Another challenge is simply navigating an industry that can be slower to embrace change, particularly when it comes to artificial intelligence.

“It’s an industry where you combine the most advanced technologies and analytics with also the most conservative behavior,” he said. “And it’s kind of not surprising, but it’s an interesting combination. Of course, insurance is risk management, so it’s natural that they would not take an initiative to risk something very different.”

However, Giaoui said he has observed a mindset shift happening in insurance recently.

“The chief executive officers and the chief financial officers understand that in order to be low risk, they actually need to implement these technologies,” he said. “It would be risky not to implement them because some competitors have implemented those technologies, so they need to avoid missing out.”
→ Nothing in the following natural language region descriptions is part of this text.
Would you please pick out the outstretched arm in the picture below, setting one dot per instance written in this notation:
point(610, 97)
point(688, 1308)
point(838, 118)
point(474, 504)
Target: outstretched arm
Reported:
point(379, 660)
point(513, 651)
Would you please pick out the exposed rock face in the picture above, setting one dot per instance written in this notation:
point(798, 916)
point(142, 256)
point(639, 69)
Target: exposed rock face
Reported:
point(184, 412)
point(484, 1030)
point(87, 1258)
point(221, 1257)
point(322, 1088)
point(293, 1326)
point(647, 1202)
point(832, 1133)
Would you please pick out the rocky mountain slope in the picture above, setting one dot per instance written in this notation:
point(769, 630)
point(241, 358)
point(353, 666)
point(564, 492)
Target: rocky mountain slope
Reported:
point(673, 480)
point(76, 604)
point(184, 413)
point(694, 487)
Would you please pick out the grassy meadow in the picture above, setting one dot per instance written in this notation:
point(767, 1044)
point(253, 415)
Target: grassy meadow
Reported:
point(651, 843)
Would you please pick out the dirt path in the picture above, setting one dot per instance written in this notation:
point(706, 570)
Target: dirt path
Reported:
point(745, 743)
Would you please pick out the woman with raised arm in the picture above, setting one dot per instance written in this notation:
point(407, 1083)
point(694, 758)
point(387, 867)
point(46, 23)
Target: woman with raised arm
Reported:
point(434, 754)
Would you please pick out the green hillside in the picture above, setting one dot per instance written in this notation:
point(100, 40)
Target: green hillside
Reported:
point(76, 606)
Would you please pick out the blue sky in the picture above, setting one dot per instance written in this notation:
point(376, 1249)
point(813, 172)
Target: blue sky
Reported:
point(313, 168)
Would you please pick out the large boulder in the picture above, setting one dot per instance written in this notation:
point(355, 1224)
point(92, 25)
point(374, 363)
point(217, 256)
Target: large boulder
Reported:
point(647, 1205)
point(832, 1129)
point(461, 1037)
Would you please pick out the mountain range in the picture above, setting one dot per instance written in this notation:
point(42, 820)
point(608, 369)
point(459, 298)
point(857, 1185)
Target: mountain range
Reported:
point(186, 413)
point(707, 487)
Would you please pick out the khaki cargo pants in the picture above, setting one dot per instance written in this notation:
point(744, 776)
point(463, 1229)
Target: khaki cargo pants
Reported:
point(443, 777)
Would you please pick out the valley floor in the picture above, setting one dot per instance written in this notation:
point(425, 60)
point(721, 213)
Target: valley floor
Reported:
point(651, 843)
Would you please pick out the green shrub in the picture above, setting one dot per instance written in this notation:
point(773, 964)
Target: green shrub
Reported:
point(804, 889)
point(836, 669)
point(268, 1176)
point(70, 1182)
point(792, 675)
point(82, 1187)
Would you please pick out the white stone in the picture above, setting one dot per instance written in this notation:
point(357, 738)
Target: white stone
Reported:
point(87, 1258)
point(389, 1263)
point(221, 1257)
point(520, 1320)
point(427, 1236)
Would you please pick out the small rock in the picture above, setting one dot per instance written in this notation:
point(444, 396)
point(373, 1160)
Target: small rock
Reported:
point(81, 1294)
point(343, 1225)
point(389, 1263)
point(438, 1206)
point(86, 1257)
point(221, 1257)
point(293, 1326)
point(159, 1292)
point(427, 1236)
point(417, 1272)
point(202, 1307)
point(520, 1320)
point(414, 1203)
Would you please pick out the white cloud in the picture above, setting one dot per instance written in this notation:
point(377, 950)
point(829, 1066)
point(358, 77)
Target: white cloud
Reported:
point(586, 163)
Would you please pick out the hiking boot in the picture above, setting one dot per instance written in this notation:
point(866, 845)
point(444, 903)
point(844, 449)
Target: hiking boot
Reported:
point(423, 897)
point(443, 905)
He said he believes the competitive edge AI technologies offer will continue to push insurers to test the waters, and in the future, he hopes to see both AI and human employees working together in insurance.

“I’m looking at some other industries, like for instance, how AI and automation has worked in piloting planes. If you look at that, you know that it is an increase in security in airlines, although it did not replace human pilots so the expertise is still there. If anything, human pilots are much more expert today because they are better trained with all those automated tools,” he said. “So my hope, and I think it is going in this direction, is from the initial resistance within insurance to implement AI, we will progressively show more productivity while co-piloting with the human expertise and eventually delivering much more value to clients in insurance.”